System size and pipeline progress

  • Global system of 912,000 rooms (6,164 hotels) at Dec. 31, 2022, weighted 68% across midscale segments and 32% across upscale and luxury
  • Gross growth +5.6% YOY; 49,400 rooms (269 hotels) opened, of which 12,400 (33 hotels) added through the Iberostar agreement; adjusted gross growth, excluding Iberostar, of +4.2%
  • Removal of 18,100 rooms (96 hotels); includes the impact of ceasing all operations in Russia, resulting in the removal of 6,500 rooms (28 hotels), equivalent to 0.7% of IHG’s global system
  • Underlying removal rate -1.3% YOY, lower than the historical average underlying rate of ~1.5%a; fewer removals in Americas includes the effect of the 2021 Holiday Inn and Crowne Plaza review
  • Net system size growth +4.3%b YOY on an adjusted basis for Russia; net growth +2.9% excluding Iberostar
  • Global pipeline of 281,000 rooms (1,859 hotels), representing 31% of current system size; pipeline growth +3.9% YOY and broadly flat on the 283,000 pipeline at the end of 2019
  • Signed 80,300 rooms (467 hotels), +17% YOY; Q4 signings of 36,400 rooms, or 17,900 excluding Iberostar
  • Signings mix drives pipeline to be weighted 54% across midscale segments and 46% across upscale and luxury
  • Conversions have continued to grow in importance, representing around a quarter of signings and a third of openings in 2022 (excluding Iberostar)
  • More than 40% of the global pipeline is under construction, broadly in line with prior years

“In total, we signed 467 hotels in 2022 and opened 269, which led to net system growth of over 4%,” said Barr. “The further 1,800 hotels in our pipeline represents future growth of over 30% of today’s system size. The Holiday Inn brand family, with its global leadership position, delivered around a third of our hotel signings and half of openings.”

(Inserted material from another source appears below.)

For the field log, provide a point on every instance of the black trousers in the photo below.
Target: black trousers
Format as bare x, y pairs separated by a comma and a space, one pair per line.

He concluded, “IHG’s overarching ambition is to deliver industry-leading growth in our scale, enterprise platform and performance, doing so sustainably for all stakeholders including our hotel owners, guests and society as a whole. We are a stronger and more resilient company than ever before, and we are proud of the advancements made in each of our strategic priorities. Reflecting the confidence we have in continued growth and the highly cash-generative nature of our business, the board is pleased to be recommending a 10% increase in the final dividend in respect of 2022 and to announce a further share buyback program to return an additional $750M to shareholders in 2023.”